Roberto Formigoni sa di essere incamminato sul viale del tramonto ma vuole vendere cara la pelle. Non si può abbassare il sipario con fretta e vergogna su 17 anni di buon governo della Lombardia. Non si tratta soltanto di negoziare un posto nel prossimo Parlamento, risarcimento formale per il governatore uscente ormai svuotato di ambizioni. Formigoni rivendica i successi della sua amministrazione, quel «modello Lombardia» che soltanto la malafede può disconoscere. Nell’intervista, e nella conferenza stampa di ieri mattina al Pirellone, il governatore mette sul piatto questi 17 anni, i risultati, il suo pacchetto di voti.

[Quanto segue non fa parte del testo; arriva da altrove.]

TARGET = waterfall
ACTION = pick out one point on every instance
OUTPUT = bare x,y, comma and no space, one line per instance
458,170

D’altra parte, la strada è segnata e il Pdl deve pensare al dopo. Il che significa gestire i rapporti con la Lega. Premere sull’acceleratore potrebbe essere controproducente. Forzare i tempi delle elezioni lombarde, come vorrebbe l’indispettito e cocciuto Formigoni che non ci sta a prendere ordini dalle camicie verdi padane, si tradurrebbe in un bagno di sangue per un centrodestra che i sondaggi indicano addirittura sotto i grillini.
Dunque si prende tempo. Certo, Formigoni mostra frenesia, detta ultimatum, studia modifiche al sistema elettorale per cancellare quel «listino bloccato» che ha portato al Pirellone Nicole Minetti, per fare un nome. I consiglieri del Pdl rimettono il mandato nelle mani del capogruppo, cosa che hanno già fatto i loro colleghi del centrosinistra. Ma dimissioni vere non se ne vedono ancora perché il cammino verso il voto anticipato dev’essere progressivo.
Pdl e Lega guardano insomma ad aprile, al giorno delle elezioni politiche in cui andranno al voto anche una regione del Nord (Friuli Venezia Giulia) e due città importanti nel rapporto tra Pdl e Lega: Treviso dello «sceriffo» Giancarlo Gentilini e Brescia che mandò in regione Renzo «Trota» Bossi.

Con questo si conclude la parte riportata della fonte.